Based on this assumption, when Alice and Bob want to use RSA for their communications, each of them generates a big number n which is the product of two primes p,q with approximately the same length.

$n = p\cdot q$

Next, they choose their public exponent e, modulo n. Typical values for e include 3 (which is not recommended!) and $2^{16}+1$ (65537). From e, they compute their private exponent d so that:

$e \cdot d \equiv 1 \pmod{\varphi(n)}$

Where $\varphi(n)$ is the Euler's totient of n. This is a mathematical function which is equal to the number of numbers smaller than n which are comprimes with n, i.e. numbers that do not have any common factor with n. If n is a prime p, then its totient is p-1 since all numbers below p are comprimes with p.

In the case of the RSA setup, n is the product of two primes. In that case, the resulting value is lcm((p-1)(q-1)) because only the multiples of p and q are not comprimes with n.

Once our two parties have their respective public and private exponents, they can share the public exponents and the modulus they computed.

Encryption with RSA

Once the public key (i.e. e and n) of the receiving end of the communication is known, the sending party can encrypt messages like this:

$c = m^e \pmod{n}$

When this message is received, it can be decrypted using the private key and a modular exponentiation as well:

$m^{\prime} = c^d \pmod{n} = m$

Example

sage: p=random_prime(10000) sage: q=random_prime(10000) sage: n=p*q sage: p,q,n (883, 2749, 2427367) sage: e=17 sage: G=IntegerModRing(lcm(p-1,q-1)) sage: d = G(e)^-1 sage: G(d)*G(e) 1 sage: m=1337 sage: G2=IntegerModRing(n) sage: c=G2(m)^e sage: c 1035365 sage: m_prime=G2(c)^d sage: m_prime 1337

In the commands above, I first create two random primes below 10000 and compute n. Then I create a IntegerModRing object to compute things modulo lcm(p-1,q-1) and perform the computation of the private exponent as the inverse of the public exponent on that ring.

Next, I create a new ring modulo N. Then I can use the public exponent to encrypt a message m and use the private exponent to decipher the cryptotext c... and it works!

Correctness of RSA encryption/decryption

We have seen it works with our previous example, but that doesn't prove that it really works always. I could have chosen the numbers carefully for my example and make them work.

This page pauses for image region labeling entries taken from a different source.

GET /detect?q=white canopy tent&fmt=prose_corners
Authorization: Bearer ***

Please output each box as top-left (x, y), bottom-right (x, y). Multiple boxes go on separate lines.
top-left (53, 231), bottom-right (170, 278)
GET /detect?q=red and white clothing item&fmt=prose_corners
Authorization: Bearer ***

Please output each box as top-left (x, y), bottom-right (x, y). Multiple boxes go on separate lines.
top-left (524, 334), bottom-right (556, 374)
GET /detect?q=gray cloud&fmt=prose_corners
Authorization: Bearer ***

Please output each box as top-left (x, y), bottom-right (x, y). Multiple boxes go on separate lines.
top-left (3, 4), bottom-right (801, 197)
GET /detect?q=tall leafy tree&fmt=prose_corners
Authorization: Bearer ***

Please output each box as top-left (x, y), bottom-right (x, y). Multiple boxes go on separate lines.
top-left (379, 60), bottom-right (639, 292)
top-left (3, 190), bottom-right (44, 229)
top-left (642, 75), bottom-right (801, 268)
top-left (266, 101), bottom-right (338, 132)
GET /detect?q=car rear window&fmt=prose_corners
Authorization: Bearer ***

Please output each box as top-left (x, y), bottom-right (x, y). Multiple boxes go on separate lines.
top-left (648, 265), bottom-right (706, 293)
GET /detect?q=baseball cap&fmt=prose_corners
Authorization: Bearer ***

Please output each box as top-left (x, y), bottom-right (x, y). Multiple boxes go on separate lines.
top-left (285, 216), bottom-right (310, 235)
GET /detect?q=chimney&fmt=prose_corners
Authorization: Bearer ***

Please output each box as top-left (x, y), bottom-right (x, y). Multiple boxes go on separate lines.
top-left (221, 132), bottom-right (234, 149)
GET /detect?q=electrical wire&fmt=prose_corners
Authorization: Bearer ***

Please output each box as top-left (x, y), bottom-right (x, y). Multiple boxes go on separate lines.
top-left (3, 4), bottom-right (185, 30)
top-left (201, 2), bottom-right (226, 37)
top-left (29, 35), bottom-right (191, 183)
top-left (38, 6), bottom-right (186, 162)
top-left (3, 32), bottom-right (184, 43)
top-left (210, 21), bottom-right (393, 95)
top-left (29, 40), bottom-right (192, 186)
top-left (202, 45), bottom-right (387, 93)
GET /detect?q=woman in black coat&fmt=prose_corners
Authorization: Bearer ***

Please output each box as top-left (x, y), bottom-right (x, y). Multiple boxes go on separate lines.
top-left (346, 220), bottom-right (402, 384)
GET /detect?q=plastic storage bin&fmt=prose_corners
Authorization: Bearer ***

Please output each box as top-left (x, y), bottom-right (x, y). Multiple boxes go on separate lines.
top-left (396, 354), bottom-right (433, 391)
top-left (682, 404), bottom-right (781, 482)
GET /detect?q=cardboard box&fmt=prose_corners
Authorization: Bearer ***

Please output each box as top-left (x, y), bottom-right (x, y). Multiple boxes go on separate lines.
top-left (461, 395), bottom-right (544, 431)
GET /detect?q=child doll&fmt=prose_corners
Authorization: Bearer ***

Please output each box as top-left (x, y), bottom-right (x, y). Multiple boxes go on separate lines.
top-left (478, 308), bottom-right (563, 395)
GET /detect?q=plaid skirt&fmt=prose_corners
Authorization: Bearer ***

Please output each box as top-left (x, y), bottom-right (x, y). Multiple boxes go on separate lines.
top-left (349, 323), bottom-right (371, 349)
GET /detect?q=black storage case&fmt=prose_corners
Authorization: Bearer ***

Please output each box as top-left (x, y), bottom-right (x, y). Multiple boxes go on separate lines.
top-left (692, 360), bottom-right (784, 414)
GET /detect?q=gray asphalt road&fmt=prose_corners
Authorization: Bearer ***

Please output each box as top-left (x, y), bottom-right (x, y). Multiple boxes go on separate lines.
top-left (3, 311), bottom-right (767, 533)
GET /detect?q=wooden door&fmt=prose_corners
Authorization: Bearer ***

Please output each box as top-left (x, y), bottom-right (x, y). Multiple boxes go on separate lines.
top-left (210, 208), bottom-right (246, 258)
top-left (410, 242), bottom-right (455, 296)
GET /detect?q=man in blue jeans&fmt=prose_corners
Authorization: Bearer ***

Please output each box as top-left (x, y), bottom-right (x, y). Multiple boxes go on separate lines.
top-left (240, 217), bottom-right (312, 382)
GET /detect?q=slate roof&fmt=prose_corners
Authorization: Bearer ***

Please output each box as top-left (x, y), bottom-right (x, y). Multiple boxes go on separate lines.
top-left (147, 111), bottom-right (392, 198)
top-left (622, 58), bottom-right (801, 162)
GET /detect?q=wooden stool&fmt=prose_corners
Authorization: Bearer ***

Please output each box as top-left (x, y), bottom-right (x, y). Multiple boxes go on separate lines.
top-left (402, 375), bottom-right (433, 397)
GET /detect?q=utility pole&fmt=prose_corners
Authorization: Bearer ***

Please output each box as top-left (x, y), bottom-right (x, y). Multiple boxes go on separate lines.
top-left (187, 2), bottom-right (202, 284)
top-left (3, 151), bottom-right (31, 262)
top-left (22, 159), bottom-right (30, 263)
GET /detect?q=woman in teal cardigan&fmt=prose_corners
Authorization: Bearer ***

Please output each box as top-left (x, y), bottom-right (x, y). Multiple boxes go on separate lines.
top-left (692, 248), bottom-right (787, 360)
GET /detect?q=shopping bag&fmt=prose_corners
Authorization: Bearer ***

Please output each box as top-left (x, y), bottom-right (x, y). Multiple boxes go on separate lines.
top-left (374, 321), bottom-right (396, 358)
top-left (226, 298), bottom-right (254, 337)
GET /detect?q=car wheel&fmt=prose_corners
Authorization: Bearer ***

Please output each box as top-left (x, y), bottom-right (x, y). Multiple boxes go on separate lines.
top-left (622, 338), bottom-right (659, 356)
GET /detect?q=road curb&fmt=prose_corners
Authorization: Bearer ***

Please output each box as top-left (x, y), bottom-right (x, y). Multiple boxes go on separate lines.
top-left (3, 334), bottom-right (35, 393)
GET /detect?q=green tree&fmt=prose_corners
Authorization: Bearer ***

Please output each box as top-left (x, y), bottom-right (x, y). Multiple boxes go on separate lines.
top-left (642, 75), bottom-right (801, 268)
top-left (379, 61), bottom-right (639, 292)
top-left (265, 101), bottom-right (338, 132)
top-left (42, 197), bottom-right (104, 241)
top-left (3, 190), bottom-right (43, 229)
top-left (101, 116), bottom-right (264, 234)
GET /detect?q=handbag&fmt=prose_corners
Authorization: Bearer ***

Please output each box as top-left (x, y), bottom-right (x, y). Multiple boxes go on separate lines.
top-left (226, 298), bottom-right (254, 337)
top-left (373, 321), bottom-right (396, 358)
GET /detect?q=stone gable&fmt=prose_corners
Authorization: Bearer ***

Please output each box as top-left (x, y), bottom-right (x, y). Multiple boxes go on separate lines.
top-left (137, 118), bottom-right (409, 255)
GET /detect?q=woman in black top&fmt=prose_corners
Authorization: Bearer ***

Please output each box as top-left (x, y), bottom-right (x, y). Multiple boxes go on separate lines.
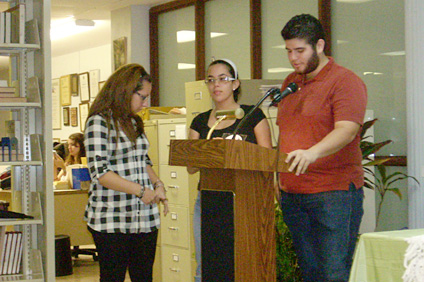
top-left (188, 59), bottom-right (272, 282)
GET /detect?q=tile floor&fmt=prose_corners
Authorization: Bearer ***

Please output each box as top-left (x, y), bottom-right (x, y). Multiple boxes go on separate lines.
top-left (56, 246), bottom-right (131, 282)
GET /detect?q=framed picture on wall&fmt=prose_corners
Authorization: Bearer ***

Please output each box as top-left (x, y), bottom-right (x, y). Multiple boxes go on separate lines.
top-left (52, 78), bottom-right (62, 129)
top-left (63, 107), bottom-right (69, 126)
top-left (60, 74), bottom-right (71, 106)
top-left (71, 73), bottom-right (79, 96)
top-left (90, 70), bottom-right (100, 99)
top-left (99, 80), bottom-right (106, 91)
top-left (71, 107), bottom-right (78, 127)
top-left (80, 103), bottom-right (90, 132)
top-left (78, 72), bottom-right (90, 102)
top-left (113, 36), bottom-right (127, 70)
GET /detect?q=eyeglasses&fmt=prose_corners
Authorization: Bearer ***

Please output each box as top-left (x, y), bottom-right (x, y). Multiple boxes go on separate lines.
top-left (134, 92), bottom-right (149, 101)
top-left (205, 76), bottom-right (236, 84)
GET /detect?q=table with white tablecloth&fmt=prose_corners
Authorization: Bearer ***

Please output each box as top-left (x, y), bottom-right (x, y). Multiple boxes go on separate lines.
top-left (349, 229), bottom-right (424, 282)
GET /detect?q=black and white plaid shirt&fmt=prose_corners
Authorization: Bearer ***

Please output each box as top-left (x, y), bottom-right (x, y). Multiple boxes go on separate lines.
top-left (84, 115), bottom-right (160, 233)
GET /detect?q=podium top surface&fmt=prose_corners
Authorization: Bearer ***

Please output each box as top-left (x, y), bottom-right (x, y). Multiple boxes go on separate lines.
top-left (169, 139), bottom-right (288, 172)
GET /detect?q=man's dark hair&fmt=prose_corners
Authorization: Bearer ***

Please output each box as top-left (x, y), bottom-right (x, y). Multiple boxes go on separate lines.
top-left (281, 14), bottom-right (325, 47)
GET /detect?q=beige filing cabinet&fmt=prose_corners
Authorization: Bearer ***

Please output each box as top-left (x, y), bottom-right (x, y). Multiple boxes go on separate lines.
top-left (145, 116), bottom-right (195, 282)
top-left (143, 120), bottom-right (163, 282)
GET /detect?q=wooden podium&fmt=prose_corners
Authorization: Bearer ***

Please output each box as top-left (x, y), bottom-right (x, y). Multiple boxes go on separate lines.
top-left (169, 140), bottom-right (287, 282)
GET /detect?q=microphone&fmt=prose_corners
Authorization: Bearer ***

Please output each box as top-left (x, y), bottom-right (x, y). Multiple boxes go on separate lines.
top-left (215, 108), bottom-right (244, 119)
top-left (268, 82), bottom-right (298, 107)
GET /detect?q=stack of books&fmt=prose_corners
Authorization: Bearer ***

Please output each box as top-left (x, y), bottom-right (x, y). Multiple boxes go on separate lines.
top-left (0, 87), bottom-right (27, 103)
top-left (0, 228), bottom-right (22, 275)
top-left (0, 3), bottom-right (25, 44)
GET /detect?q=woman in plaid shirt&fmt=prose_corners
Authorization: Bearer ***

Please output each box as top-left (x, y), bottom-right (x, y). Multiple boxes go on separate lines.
top-left (85, 64), bottom-right (168, 282)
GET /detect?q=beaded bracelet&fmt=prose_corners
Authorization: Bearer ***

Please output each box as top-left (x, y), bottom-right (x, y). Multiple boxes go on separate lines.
top-left (153, 179), bottom-right (165, 189)
top-left (137, 185), bottom-right (146, 199)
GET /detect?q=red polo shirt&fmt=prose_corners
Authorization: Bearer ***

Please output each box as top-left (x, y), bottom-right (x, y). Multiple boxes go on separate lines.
top-left (277, 57), bottom-right (367, 194)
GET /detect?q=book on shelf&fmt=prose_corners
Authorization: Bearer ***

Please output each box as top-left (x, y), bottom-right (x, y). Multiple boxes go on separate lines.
top-left (0, 232), bottom-right (13, 274)
top-left (0, 92), bottom-right (17, 98)
top-left (25, 19), bottom-right (40, 45)
top-left (0, 97), bottom-right (27, 103)
top-left (27, 76), bottom-right (41, 102)
top-left (0, 12), bottom-right (6, 43)
top-left (0, 231), bottom-right (22, 275)
top-left (5, 3), bottom-right (25, 44)
top-left (3, 11), bottom-right (12, 43)
top-left (0, 87), bottom-right (16, 95)
top-left (10, 232), bottom-right (23, 274)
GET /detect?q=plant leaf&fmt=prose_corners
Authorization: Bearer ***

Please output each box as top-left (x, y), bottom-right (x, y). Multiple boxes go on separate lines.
top-left (361, 140), bottom-right (393, 158)
top-left (387, 188), bottom-right (402, 200)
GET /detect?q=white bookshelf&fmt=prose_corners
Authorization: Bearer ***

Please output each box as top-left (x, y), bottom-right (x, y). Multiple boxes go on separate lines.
top-left (0, 0), bottom-right (55, 282)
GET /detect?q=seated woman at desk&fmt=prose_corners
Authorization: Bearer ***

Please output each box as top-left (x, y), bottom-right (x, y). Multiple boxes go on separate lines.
top-left (53, 133), bottom-right (85, 181)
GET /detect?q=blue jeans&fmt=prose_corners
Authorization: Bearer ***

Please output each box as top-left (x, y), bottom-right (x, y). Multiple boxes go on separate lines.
top-left (281, 184), bottom-right (364, 282)
top-left (193, 191), bottom-right (202, 282)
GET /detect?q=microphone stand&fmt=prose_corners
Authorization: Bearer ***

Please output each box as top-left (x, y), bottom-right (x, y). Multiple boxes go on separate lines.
top-left (206, 115), bottom-right (227, 139)
top-left (231, 88), bottom-right (280, 139)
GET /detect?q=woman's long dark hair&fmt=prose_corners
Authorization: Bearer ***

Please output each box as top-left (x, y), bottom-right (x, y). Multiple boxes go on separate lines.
top-left (87, 64), bottom-right (151, 144)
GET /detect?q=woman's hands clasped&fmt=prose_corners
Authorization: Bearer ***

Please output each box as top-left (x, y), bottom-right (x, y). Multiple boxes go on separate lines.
top-left (141, 181), bottom-right (169, 215)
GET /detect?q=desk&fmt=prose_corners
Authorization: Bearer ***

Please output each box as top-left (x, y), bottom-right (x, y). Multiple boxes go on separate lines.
top-left (349, 229), bottom-right (424, 282)
top-left (54, 190), bottom-right (94, 246)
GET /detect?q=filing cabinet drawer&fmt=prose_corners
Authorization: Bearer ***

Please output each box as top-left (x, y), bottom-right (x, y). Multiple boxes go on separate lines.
top-left (158, 118), bottom-right (186, 165)
top-left (162, 246), bottom-right (193, 282)
top-left (159, 165), bottom-right (189, 207)
top-left (144, 120), bottom-right (159, 167)
top-left (161, 204), bottom-right (190, 249)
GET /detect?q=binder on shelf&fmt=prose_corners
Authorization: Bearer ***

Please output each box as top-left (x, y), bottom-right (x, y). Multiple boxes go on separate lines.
top-left (0, 210), bottom-right (34, 221)
top-left (29, 134), bottom-right (43, 161)
top-left (0, 226), bottom-right (6, 267)
top-left (0, 12), bottom-right (6, 43)
top-left (5, 3), bottom-right (25, 44)
top-left (0, 86), bottom-right (16, 97)
top-left (0, 97), bottom-right (28, 103)
top-left (0, 232), bottom-right (13, 275)
top-left (25, 19), bottom-right (40, 45)
top-left (4, 232), bottom-right (18, 274)
top-left (27, 76), bottom-right (41, 103)
top-left (0, 92), bottom-right (16, 98)
top-left (11, 232), bottom-right (22, 274)
top-left (3, 11), bottom-right (12, 43)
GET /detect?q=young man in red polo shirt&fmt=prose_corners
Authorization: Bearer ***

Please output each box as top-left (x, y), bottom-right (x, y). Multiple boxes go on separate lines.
top-left (277, 14), bottom-right (367, 282)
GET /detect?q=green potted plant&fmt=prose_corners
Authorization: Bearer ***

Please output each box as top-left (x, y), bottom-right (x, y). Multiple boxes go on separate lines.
top-left (360, 119), bottom-right (419, 227)
top-left (275, 119), bottom-right (419, 282)
top-left (275, 202), bottom-right (302, 282)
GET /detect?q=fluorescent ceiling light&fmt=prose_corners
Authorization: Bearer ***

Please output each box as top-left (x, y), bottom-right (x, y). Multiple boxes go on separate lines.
top-left (380, 51), bottom-right (405, 56)
top-left (177, 30), bottom-right (228, 43)
top-left (50, 16), bottom-right (95, 41)
top-left (178, 63), bottom-right (196, 70)
top-left (336, 0), bottom-right (374, 4)
top-left (268, 68), bottom-right (294, 73)
top-left (211, 32), bottom-right (228, 38)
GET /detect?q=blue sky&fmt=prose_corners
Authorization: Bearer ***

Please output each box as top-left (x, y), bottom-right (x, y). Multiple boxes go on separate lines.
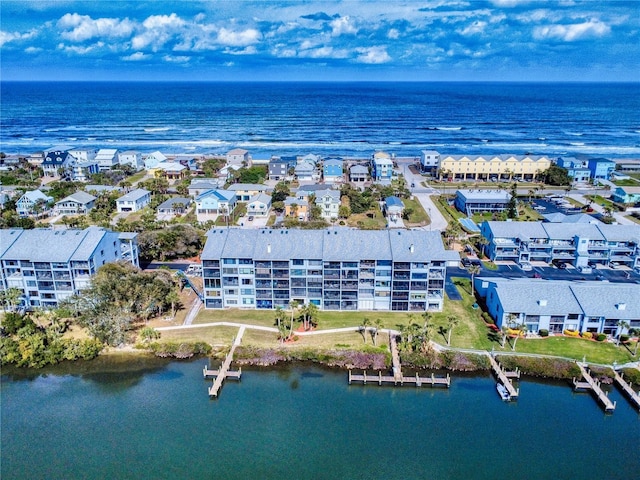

Euler's theorem tells us that given a number n and another number a which does not divide n the following is true:

$a^{\varphi(n)} \equiv 1 \pmod{n}$

Therefore, and since $e\cdot d \equiv 1 \pmod{\varphi(n)}$, for any message m that does not divide n the encryption and decryption process will work fine. However, for values of m that divide n we need to use more advanced maths to prove the correctness.

Another way to prove it is to use Fermat's little theorem and the Chinese Remainder Theorem. I will explain these theorems in my next post and then I will provide a complete proof based on them.

RSA for signing

In the case of RSA, digital signatures can be easily computed by just using d instead of e. So, for an RSA signature one would take message m and compute its hash H(m). Then, one would compute the signature s as:

$s = (H(m))^d \pmod{n}$

For verifying the signature, the receiving end would have to compute the message hash H(m) and compare it to the hash contained in the signature:

$H'(m) = s^e \pmod{n} \equiv (H(m)^d)^e \pmod{n} \equiv H(m) \pmod{n}$

Therefore, if the hash computed over the received message matches the one computed from the signature, the message has not been altered and comes from the claimed sender.

Security of RSA

In order to completely break RSA, one would have to factor n into it's two prime factors, p and q. Otherwise, computing d from e would be hard because (p-1) and (q-1) are not known and n is a large number (which means that computing its totient is also difficult).

In a few posts I will show an algorithm to solve the factorization problem. However, another way to break RSA encrypted messages would be to solve a discrete logarithm. Indeed, since $c=m^e \pmod{n}$, if one solves the discrete logarithm of c modulo n, the message would be recovered.

Luckily, we already know that discrete logs are not easy to compute. And in this case, solving one does not break the whole system but just one message.